Damn. Now I have to go learn how to read so I can read that novel and find comparisons. :D

"Blink" is a fantastic episode, top 2 VOY episodes with ease. It takes some cool ideas postulated in "Wink of an Eye" from TOS and makes it into heavier sci-fi all while fixing the gaffes "Wink" had, chiefly the temporal discontinuity that's genuinely easy to forget about. "Tron Legacy" made the same gaffe but is still a fun movie (yet the original didn't have the problem, but all these movies and shows, regardless of gaffes, have ideas or scenes of much interest regardless. Oops, forgot to tell everyone to get the no-doz beforehand...)

Anyhoo, "Blink" deserved a Hugo and Saturn and a galaxy worth of other awards for a rock solid, engaging, well-acted, and well-written presentation. No, that's not sarcasm. The story is underrated on its own. Being part of a series that is constantly deemed sub-par only hurts it more. Which isn't to say VOY was created during BermanTrek's downward curve and that they didn't explore every idea as fully as they could have but the era is loaded with great episodes. It helps that, as I recall, "Blink" didn't go into overdrive with "Borgobabble" (since "Borg Technobabble" comes across even more tedious than most of these droning paragraphs do... :D )

Oh, and Olaf Pooley (from the 1970 Doctor Who story "Inferno") is also in it.

Okay, I'll say it, "Living Witness" is the other top-2. There may be others. Is there a timeshare for top-2 lists, swapping them after every re-experience of an episode?
 
Blink of an Eye is one of my favorite episodes. One of my favorite things about it is the musical score.

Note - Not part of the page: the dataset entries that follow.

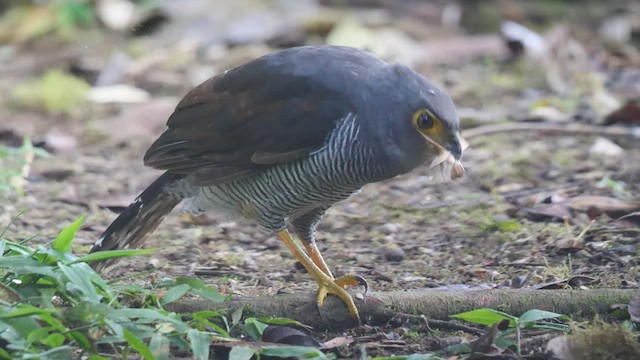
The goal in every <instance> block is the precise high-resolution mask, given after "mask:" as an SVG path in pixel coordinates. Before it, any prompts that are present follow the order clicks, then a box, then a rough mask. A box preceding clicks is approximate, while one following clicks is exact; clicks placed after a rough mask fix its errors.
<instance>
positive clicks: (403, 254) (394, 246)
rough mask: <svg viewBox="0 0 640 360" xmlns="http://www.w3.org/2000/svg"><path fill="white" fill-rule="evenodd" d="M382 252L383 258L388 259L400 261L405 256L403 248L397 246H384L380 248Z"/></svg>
mask: <svg viewBox="0 0 640 360" xmlns="http://www.w3.org/2000/svg"><path fill="white" fill-rule="evenodd" d="M382 253H383V254H384V258H385V259H387V260H388V261H402V260H404V257H405V253H404V250H402V248H400V247H398V246H393V247H389V246H385V247H384V248H382Z"/></svg>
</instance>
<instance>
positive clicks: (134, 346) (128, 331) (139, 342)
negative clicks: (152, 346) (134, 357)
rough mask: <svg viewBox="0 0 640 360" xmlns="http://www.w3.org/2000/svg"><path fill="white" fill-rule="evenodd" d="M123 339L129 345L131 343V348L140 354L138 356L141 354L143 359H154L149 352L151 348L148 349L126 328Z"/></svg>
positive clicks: (146, 346) (138, 353)
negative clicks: (132, 348)
mask: <svg viewBox="0 0 640 360" xmlns="http://www.w3.org/2000/svg"><path fill="white" fill-rule="evenodd" d="M124 339H125V340H126V341H127V343H129V345H131V347H132V348H133V350H135V351H136V352H137V353H138V354H140V356H142V357H143V358H144V359H145V360H154V358H153V354H152V353H151V350H149V347H148V346H147V345H146V344H145V343H144V342H142V340H140V339H138V338H137V337H136V336H135V335H133V333H131V332H130V331H129V330H127V329H124Z"/></svg>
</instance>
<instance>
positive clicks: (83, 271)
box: [58, 262, 101, 302]
mask: <svg viewBox="0 0 640 360" xmlns="http://www.w3.org/2000/svg"><path fill="white" fill-rule="evenodd" d="M79 265H82V264H71V265H69V266H67V265H64V264H63V263H61V262H58V267H59V268H60V271H62V273H64V274H65V276H66V277H67V278H68V279H69V281H70V282H71V283H72V284H73V285H75V286H76V287H77V288H78V289H79V290H80V291H81V292H82V294H83V295H84V296H85V297H86V298H87V300H89V301H91V302H100V298H101V296H100V295H99V294H98V291H97V290H96V287H95V286H94V285H93V283H92V282H91V280H90V279H89V277H88V276H87V273H86V271H84V269H83V267H82V266H79Z"/></svg>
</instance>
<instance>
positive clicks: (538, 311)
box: [518, 309, 571, 324]
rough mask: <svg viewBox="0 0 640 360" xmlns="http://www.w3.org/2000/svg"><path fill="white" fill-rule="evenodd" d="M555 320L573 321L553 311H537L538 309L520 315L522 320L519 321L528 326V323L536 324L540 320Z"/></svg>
mask: <svg viewBox="0 0 640 360" xmlns="http://www.w3.org/2000/svg"><path fill="white" fill-rule="evenodd" d="M555 318H562V319H564V320H571V318H570V317H568V316H567V315H562V314H557V313H554V312H551V311H545V310H537V309H532V310H529V311H527V312H525V313H524V314H522V315H520V318H519V319H518V320H519V321H520V323H521V324H526V323H530V322H535V321H539V320H545V319H555Z"/></svg>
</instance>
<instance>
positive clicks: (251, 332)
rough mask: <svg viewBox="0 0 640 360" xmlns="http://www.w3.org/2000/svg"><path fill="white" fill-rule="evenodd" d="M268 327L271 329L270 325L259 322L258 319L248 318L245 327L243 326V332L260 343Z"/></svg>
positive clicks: (246, 319)
mask: <svg viewBox="0 0 640 360" xmlns="http://www.w3.org/2000/svg"><path fill="white" fill-rule="evenodd" d="M267 327H269V325H267V324H265V323H263V322H261V321H258V319H256V318H247V319H246V320H245V323H244V325H242V330H244V332H246V333H247V335H249V336H251V337H252V338H253V340H255V341H260V339H261V338H262V333H264V329H266V328H267Z"/></svg>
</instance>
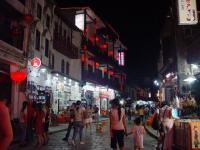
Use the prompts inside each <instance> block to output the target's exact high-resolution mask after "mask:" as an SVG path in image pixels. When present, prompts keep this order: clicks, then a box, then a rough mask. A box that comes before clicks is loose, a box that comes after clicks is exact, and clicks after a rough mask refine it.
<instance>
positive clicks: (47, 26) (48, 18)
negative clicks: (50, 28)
mask: <svg viewBox="0 0 200 150" xmlns="http://www.w3.org/2000/svg"><path fill="white" fill-rule="evenodd" d="M46 26H47V28H49V27H50V16H49V15H47V18H46Z"/></svg>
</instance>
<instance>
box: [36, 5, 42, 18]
mask: <svg viewBox="0 0 200 150" xmlns="http://www.w3.org/2000/svg"><path fill="white" fill-rule="evenodd" d="M37 17H38V18H39V19H41V18H42V6H41V5H40V4H37Z"/></svg>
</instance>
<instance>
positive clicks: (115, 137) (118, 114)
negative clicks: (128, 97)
mask: <svg viewBox="0 0 200 150" xmlns="http://www.w3.org/2000/svg"><path fill="white" fill-rule="evenodd" d="M111 105H112V108H111V112H110V135H111V148H112V149H113V150H117V144H118V146H119V148H120V150H125V146H124V135H125V134H127V129H126V119H125V118H126V117H125V111H124V109H123V108H121V105H120V103H119V99H114V100H112V101H111Z"/></svg>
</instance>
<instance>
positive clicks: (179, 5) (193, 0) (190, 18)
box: [178, 0, 198, 25]
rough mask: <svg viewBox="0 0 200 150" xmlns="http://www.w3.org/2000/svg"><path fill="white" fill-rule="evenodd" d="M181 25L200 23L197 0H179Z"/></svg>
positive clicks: (178, 11) (188, 24)
mask: <svg viewBox="0 0 200 150" xmlns="http://www.w3.org/2000/svg"><path fill="white" fill-rule="evenodd" d="M178 18H179V25H193V24H197V23H198V17H197V5H196V0H178Z"/></svg>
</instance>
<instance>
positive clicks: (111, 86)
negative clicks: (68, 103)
mask: <svg viewBox="0 0 200 150" xmlns="http://www.w3.org/2000/svg"><path fill="white" fill-rule="evenodd" d="M82 77H83V80H85V81H90V82H94V83H97V84H100V85H104V86H109V87H110V88H113V89H116V90H120V84H119V80H118V79H116V78H111V79H108V77H104V78H103V77H102V74H101V73H98V72H97V70H96V71H95V72H93V71H87V70H82Z"/></svg>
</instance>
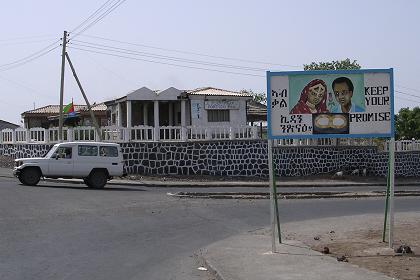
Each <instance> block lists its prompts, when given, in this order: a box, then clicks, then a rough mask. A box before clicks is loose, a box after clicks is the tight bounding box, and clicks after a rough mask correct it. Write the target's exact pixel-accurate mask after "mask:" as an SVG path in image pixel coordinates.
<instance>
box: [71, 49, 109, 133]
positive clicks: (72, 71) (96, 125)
mask: <svg viewBox="0 0 420 280" xmlns="http://www.w3.org/2000/svg"><path fill="white" fill-rule="evenodd" d="M66 58H67V61H68V62H69V65H70V69H71V71H72V72H73V76H74V78H75V79H76V82H77V85H78V86H79V89H80V92H81V93H82V95H83V98H84V99H85V102H86V105H87V106H88V109H89V113H90V117H91V119H92V122H93V125H94V126H95V129H96V133H97V134H98V137H99V140H100V141H102V135H101V130H100V129H99V125H98V122H97V121H96V118H95V115H94V114H93V112H92V107H91V106H90V103H89V100H88V98H87V97H86V94H85V91H84V90H83V87H82V84H81V83H80V81H79V78H78V77H77V74H76V70H75V69H74V67H73V63H71V60H70V57H69V55H68V53H66Z"/></svg>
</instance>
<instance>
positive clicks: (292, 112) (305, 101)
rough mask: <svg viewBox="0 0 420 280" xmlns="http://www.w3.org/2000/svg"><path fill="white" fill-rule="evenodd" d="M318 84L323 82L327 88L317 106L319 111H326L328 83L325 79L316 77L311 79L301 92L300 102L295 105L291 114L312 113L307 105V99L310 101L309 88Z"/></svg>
mask: <svg viewBox="0 0 420 280" xmlns="http://www.w3.org/2000/svg"><path fill="white" fill-rule="evenodd" d="M317 84H322V85H323V86H324V88H325V94H324V96H323V97H322V99H321V101H320V102H319V103H318V104H317V105H316V106H315V108H316V111H317V113H326V112H328V110H327V85H326V84H325V82H324V81H323V80H319V79H315V80H312V81H310V82H309V83H308V84H307V85H306V86H305V87H304V88H303V90H302V92H301V93H300V98H299V101H298V103H297V104H296V105H295V107H293V109H292V110H291V111H290V113H291V114H311V113H312V112H311V110H310V109H309V107H308V105H306V101H308V94H309V88H311V87H313V86H316V85H317Z"/></svg>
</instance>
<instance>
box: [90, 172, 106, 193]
mask: <svg viewBox="0 0 420 280" xmlns="http://www.w3.org/2000/svg"><path fill="white" fill-rule="evenodd" d="M107 181H108V174H107V173H106V172H105V171H104V170H93V171H92V173H91V174H90V175H89V178H88V179H87V183H86V185H88V186H89V187H91V188H95V189H102V188H103V187H104V186H105V185H106V182H107Z"/></svg>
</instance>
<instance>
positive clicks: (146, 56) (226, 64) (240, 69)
mask: <svg viewBox="0 0 420 280" xmlns="http://www.w3.org/2000/svg"><path fill="white" fill-rule="evenodd" d="M72 42H76V43H72V44H74V45H75V46H82V47H88V48H93V49H99V50H105V51H111V52H118V53H123V54H130V55H138V56H144V57H151V58H158V59H163V60H169V61H177V62H186V63H192V64H201V65H206V66H215V67H224V68H232V69H239V70H247V71H257V72H265V71H266V70H267V69H264V68H255V67H246V66H239V65H231V64H222V63H214V62H208V61H202V60H192V59H186V58H180V57H173V56H166V55H159V54H154V53H148V52H139V51H135V50H129V49H124V48H117V47H112V46H107V45H102V44H94V43H89V42H84V41H79V40H74V41H72ZM78 42H83V43H87V44H79V43H78ZM97 46H101V47H97Z"/></svg>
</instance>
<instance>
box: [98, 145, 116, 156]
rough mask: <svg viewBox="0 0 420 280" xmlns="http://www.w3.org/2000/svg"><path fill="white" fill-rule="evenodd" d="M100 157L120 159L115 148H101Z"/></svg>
mask: <svg viewBox="0 0 420 280" xmlns="http://www.w3.org/2000/svg"><path fill="white" fill-rule="evenodd" d="M99 155H100V156H101V157H118V149H117V147H113V146H100V148H99Z"/></svg>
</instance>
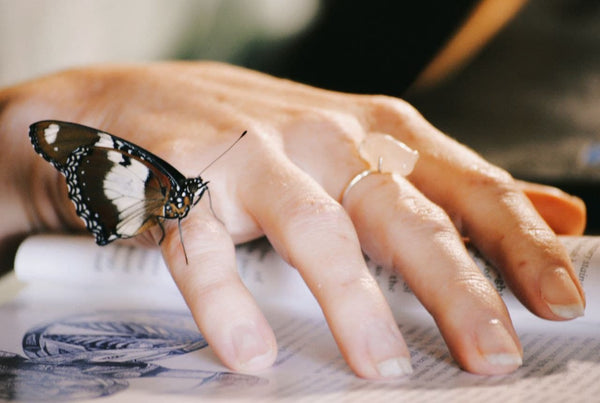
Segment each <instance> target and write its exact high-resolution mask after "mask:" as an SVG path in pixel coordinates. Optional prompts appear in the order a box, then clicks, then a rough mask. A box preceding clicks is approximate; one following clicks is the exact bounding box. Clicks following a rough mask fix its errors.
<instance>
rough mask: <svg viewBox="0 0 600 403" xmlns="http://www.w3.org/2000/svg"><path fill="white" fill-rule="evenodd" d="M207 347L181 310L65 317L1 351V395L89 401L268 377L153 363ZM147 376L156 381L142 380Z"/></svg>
mask: <svg viewBox="0 0 600 403" xmlns="http://www.w3.org/2000/svg"><path fill="white" fill-rule="evenodd" d="M207 345H208V344H207V343H206V341H205V340H204V338H203V337H202V335H201V334H200V333H199V332H198V330H197V328H196V325H195V324H194V321H193V320H192V317H191V316H190V314H189V313H184V312H177V311H148V310H129V311H105V312H94V313H87V314H79V315H73V316H68V317H64V318H61V319H58V320H54V321H52V322H49V323H46V324H42V325H40V326H36V327H34V328H31V329H30V330H29V331H27V332H26V334H25V335H24V336H23V340H22V348H23V354H24V355H19V354H17V353H13V352H7V351H0V399H2V400H9V401H10V400H16V401H18V400H24V401H32V400H36V401H39V400H52V401H65V400H74V399H84V398H85V399H90V398H97V397H104V396H109V395H113V394H115V393H119V392H121V391H124V390H126V389H131V388H136V387H143V388H144V390H148V388H151V389H150V390H151V391H152V392H155V393H170V394H173V393H183V394H201V393H203V392H205V391H207V390H208V389H210V388H214V387H218V388H220V389H224V388H234V387H235V388H237V387H251V386H253V385H259V384H264V383H266V380H264V379H262V378H260V377H256V376H250V375H243V374H236V373H232V372H223V371H210V370H206V371H204V370H198V369H177V368H171V367H168V366H165V365H159V364H157V363H156V362H157V361H159V360H165V359H169V358H172V357H176V356H181V355H184V354H189V353H193V352H195V351H199V350H201V349H203V348H205V347H207ZM146 379H150V380H151V382H146V383H143V381H144V380H146Z"/></svg>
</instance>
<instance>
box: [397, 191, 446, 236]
mask: <svg viewBox="0 0 600 403" xmlns="http://www.w3.org/2000/svg"><path fill="white" fill-rule="evenodd" d="M401 203H402V207H400V208H401V209H402V210H403V212H402V213H401V215H402V216H403V222H404V223H405V225H406V226H407V227H409V228H411V229H412V231H410V232H411V236H413V235H416V233H417V232H418V233H421V234H422V235H425V236H428V237H436V238H437V237H446V236H452V237H456V236H457V230H456V228H455V227H454V224H453V223H452V221H451V220H450V217H449V216H448V215H447V214H446V212H445V211H444V210H443V209H442V208H441V207H439V206H437V205H436V204H434V203H432V202H430V201H428V200H426V199H423V198H417V197H410V196H409V197H405V198H403V199H402V200H401ZM407 207H408V209H407Z"/></svg>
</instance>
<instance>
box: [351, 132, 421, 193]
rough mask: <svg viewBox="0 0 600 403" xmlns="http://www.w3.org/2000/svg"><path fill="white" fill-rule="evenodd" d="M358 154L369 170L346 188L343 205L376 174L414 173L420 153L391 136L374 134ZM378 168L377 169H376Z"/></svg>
mask: <svg viewBox="0 0 600 403" xmlns="http://www.w3.org/2000/svg"><path fill="white" fill-rule="evenodd" d="M358 153H359V154H360V156H361V157H362V158H363V159H364V160H365V161H366V162H367V163H368V165H369V168H368V169H365V170H363V171H361V172H359V173H358V174H357V175H355V176H354V177H353V178H352V179H351V180H350V182H348V184H347V185H346V187H345V188H344V191H343V192H342V197H341V204H344V200H345V199H346V196H347V195H348V193H349V192H350V189H352V188H353V187H354V186H356V184H357V183H358V182H360V181H361V180H363V179H364V178H366V177H367V176H369V175H371V174H375V173H388V174H396V175H401V176H408V175H410V173H411V172H412V171H413V169H414V167H415V164H416V163H417V160H418V159H419V153H418V152H417V151H415V150H413V149H411V148H409V147H408V146H407V145H406V144H404V143H402V142H401V141H398V140H396V139H395V138H393V137H392V136H390V135H389V134H382V133H372V134H370V135H368V136H367V138H365V139H364V140H363V141H362V142H361V143H360V145H359V147H358ZM374 167H376V168H374Z"/></svg>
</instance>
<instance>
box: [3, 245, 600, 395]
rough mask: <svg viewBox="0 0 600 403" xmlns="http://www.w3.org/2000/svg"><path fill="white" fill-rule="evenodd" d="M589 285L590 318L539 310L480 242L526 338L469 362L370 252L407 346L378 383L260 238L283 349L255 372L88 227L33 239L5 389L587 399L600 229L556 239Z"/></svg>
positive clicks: (507, 304)
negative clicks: (336, 343)
mask: <svg viewBox="0 0 600 403" xmlns="http://www.w3.org/2000/svg"><path fill="white" fill-rule="evenodd" d="M561 240H562V242H563V243H564V244H565V245H566V247H567V249H568V250H569V252H570V257H571V259H572V261H573V263H574V266H575V267H576V270H577V273H578V276H579V279H580V280H581V281H582V283H583V286H584V289H585V290H586V294H587V298H588V299H587V302H588V303H587V309H586V315H585V316H584V317H582V318H578V319H576V320H573V321H569V322H551V321H546V320H543V319H540V318H537V317H535V316H534V315H533V314H531V313H529V312H528V311H527V310H526V309H525V308H524V307H522V306H521V305H520V304H519V303H518V301H516V299H515V298H514V296H512V294H511V293H510V291H509V290H508V289H507V288H506V286H505V285H504V282H503V281H502V278H501V277H500V276H499V275H498V273H497V272H496V271H495V270H494V268H493V267H492V266H491V265H489V264H487V263H486V262H485V260H484V259H482V257H481V256H480V255H479V254H478V253H477V252H475V251H473V252H472V255H473V258H474V259H475V261H476V262H477V263H478V265H479V267H480V268H481V270H482V272H483V273H484V274H485V275H486V277H487V278H488V279H489V280H490V281H491V282H492V283H493V284H494V285H495V286H496V288H497V290H498V292H499V293H500V294H501V295H502V297H503V298H504V300H505V301H506V304H507V306H508V307H509V310H510V312H511V316H512V318H513V323H514V324H515V328H516V330H517V332H518V334H519V337H520V339H521V342H522V344H523V348H524V364H523V366H522V367H521V368H520V369H518V370H517V371H515V372H514V373H511V374H508V375H502V376H481V375H474V374H470V373H467V372H465V371H462V370H461V369H460V368H459V367H458V366H457V365H456V363H455V362H454V361H453V360H452V359H451V357H450V354H449V352H448V350H447V348H446V346H445V344H444V342H443V340H442V338H441V336H440V334H439V332H438V330H437V328H436V327H435V324H434V322H433V320H432V318H431V317H430V316H429V314H428V313H427V312H426V311H425V310H424V309H423V308H422V307H421V305H420V304H419V302H418V301H417V300H416V298H415V297H414V295H413V294H412V293H411V292H410V289H409V288H408V287H407V286H406V284H405V283H404V282H403V280H402V278H401V277H400V276H399V275H397V274H395V273H394V272H391V271H387V270H385V269H383V268H381V267H380V266H377V265H375V264H373V263H372V262H368V265H369V269H370V270H371V272H372V274H373V276H374V277H375V279H376V280H377V282H378V284H379V285H380V287H381V288H382V290H383V291H384V294H385V295H386V298H387V299H388V301H389V303H390V305H391V307H392V310H393V312H394V315H395V317H396V320H397V322H398V325H399V326H400V329H401V331H402V333H403V335H404V337H405V339H406V341H407V344H408V346H409V349H410V351H411V360H412V364H413V367H414V372H413V374H412V375H410V376H407V377H404V378H399V379H396V380H393V381H386V382H374V381H368V380H364V379H360V378H358V377H356V376H355V375H354V374H353V373H352V372H351V371H350V370H349V368H348V367H347V365H346V364H345V362H344V360H343V358H342V356H341V354H340V353H339V351H338V349H337V346H336V345H335V342H334V340H333V337H332V336H331V334H330V332H329V329H328V328H327V324H326V322H325V319H324V318H323V314H322V312H321V310H320V308H319V306H318V304H317V303H316V300H315V299H314V297H313V296H312V294H311V293H310V291H309V290H308V288H307V287H306V286H305V285H304V283H303V282H302V279H301V278H300V276H299V275H298V273H297V272H296V270H294V269H293V268H291V267H289V266H288V265H287V264H286V263H285V262H283V261H282V260H281V258H280V257H279V256H278V255H277V254H276V253H275V252H274V251H273V249H272V248H271V246H270V245H269V244H268V242H266V241H265V240H264V239H263V240H258V241H255V242H251V243H248V244H244V245H241V246H239V247H238V248H237V251H236V252H237V263H238V268H239V273H240V276H241V277H242V279H243V281H244V283H245V284H246V286H247V287H248V288H249V290H250V291H251V292H252V293H253V295H254V296H255V298H256V299H257V301H258V303H259V305H260V307H261V309H262V310H263V312H265V315H266V317H267V319H268V320H269V323H270V324H271V326H272V327H273V329H274V331H275V335H276V337H277V340H278V343H279V352H278V357H277V360H276V362H275V364H274V365H273V367H272V368H270V369H267V370H265V371H262V372H260V373H257V374H241V373H234V372H231V371H230V370H228V369H227V368H225V367H224V366H223V365H222V364H221V363H220V362H219V361H218V359H217V358H216V356H215V355H214V353H213V352H212V351H211V349H210V346H208V345H207V343H206V341H205V340H204V339H203V337H202V335H201V334H200V333H199V331H198V330H197V328H196V326H195V324H194V322H193V320H192V319H191V315H190V314H189V312H188V310H187V307H186V305H185V303H184V301H183V298H182V297H181V296H180V294H179V293H178V291H177V288H176V286H175V284H174V283H173V280H172V279H171V277H170V275H169V272H168V270H167V268H166V267H165V265H164V263H163V261H162V258H161V255H160V252H159V251H158V250H157V249H143V248H135V247H130V246H125V245H123V244H117V243H115V244H111V245H108V246H105V247H102V248H100V247H98V246H96V245H95V244H94V242H93V240H92V239H91V238H88V237H85V236H49V235H43V236H34V237H31V238H29V239H27V240H26V241H25V242H24V243H23V244H22V245H21V247H20V248H19V251H18V253H17V257H16V259H15V271H14V274H15V276H16V277H17V279H18V280H19V281H20V282H21V283H23V284H25V285H24V286H23V288H22V289H21V290H20V291H19V293H18V294H17V295H16V296H15V297H14V298H12V299H10V300H9V301H7V302H5V303H4V304H3V305H1V306H0V321H1V323H3V324H4V330H3V331H2V332H1V334H0V398H2V399H4V400H12V399H21V400H27V401H31V400H60V401H66V400H84V401H100V400H97V398H99V397H102V400H101V401H102V402H119V401H128V402H131V401H137V400H139V401H144V402H153V401H161V402H169V401H174V402H175V401H177V402H185V401H197V400H199V399H203V401H218V402H222V401H239V402H245V401H267V402H268V401H311V402H314V401H317V402H321V401H327V402H332V401H344V402H347V401H390V400H392V399H393V401H401V402H402V401H407V402H408V401H410V402H431V401H445V402H448V401H461V402H462V401H469V402H475V401H485V402H506V401H532V402H536V401H544V402H564V401H590V400H595V399H596V398H597V396H598V395H599V393H600V383H599V382H597V379H598V377H599V376H600V314H599V311H598V307H599V305H600V295H599V294H600V290H598V289H597V288H599V287H600V253H599V249H600V237H561Z"/></svg>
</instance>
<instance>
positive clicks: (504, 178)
mask: <svg viewBox="0 0 600 403" xmlns="http://www.w3.org/2000/svg"><path fill="white" fill-rule="evenodd" d="M466 178H467V179H468V181H469V183H470V184H471V185H472V186H475V187H479V188H483V189H486V190H488V189H497V190H498V191H502V192H505V191H509V190H510V191H515V190H516V184H515V181H514V179H513V177H512V176H511V175H510V174H509V173H508V172H507V171H505V170H504V169H502V168H500V167H497V166H495V165H491V164H487V163H485V164H483V165H481V166H475V167H472V168H471V169H470V170H469V171H468V173H467V175H466Z"/></svg>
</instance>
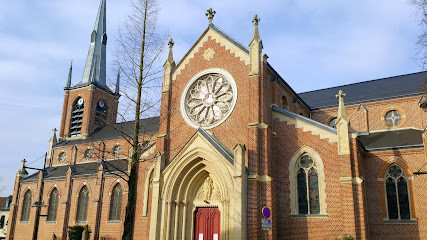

Time for a rewatch. When VOY had good scores instead of the bog-standard TNG frog fart symphony that seasons 5-7 are infamous for, it had really good scores.
 
It helps that, as I recall, "Blink" didn't go into overdrive with "Borgobabble" (since "Borg Technobabble" comes across even more tedious than most of these droning paragraphs do... :D )

Hmm... now I'm starting to wonder... suppose that a Borg ship crashlanded there and started to assimilate the local population.... would the Borg be able to handle the huge disparity in speed between the global and local collective ?
 
Hmm... now I'm starting to wonder... suppose that a Borg ship crashlanded there and started to assimilate the local population.... would the Borg be able to handle the huge disparity in speed between the global and local collective ?
I would think they'd handle it without any serious issue. They've assimilated so many different species with so many variations in physiology, etc that they've probably adapted something over the centuries that would have helped them acclimate to another peculiarity in the cosmos.
 
If it was me just out of curiousity I would have tried to stay near the planet for a little longer just to see how far they would advance. What happens to a species as they continue to evolve? Do they develop better and better technology, and to what end, do they destroy themselves?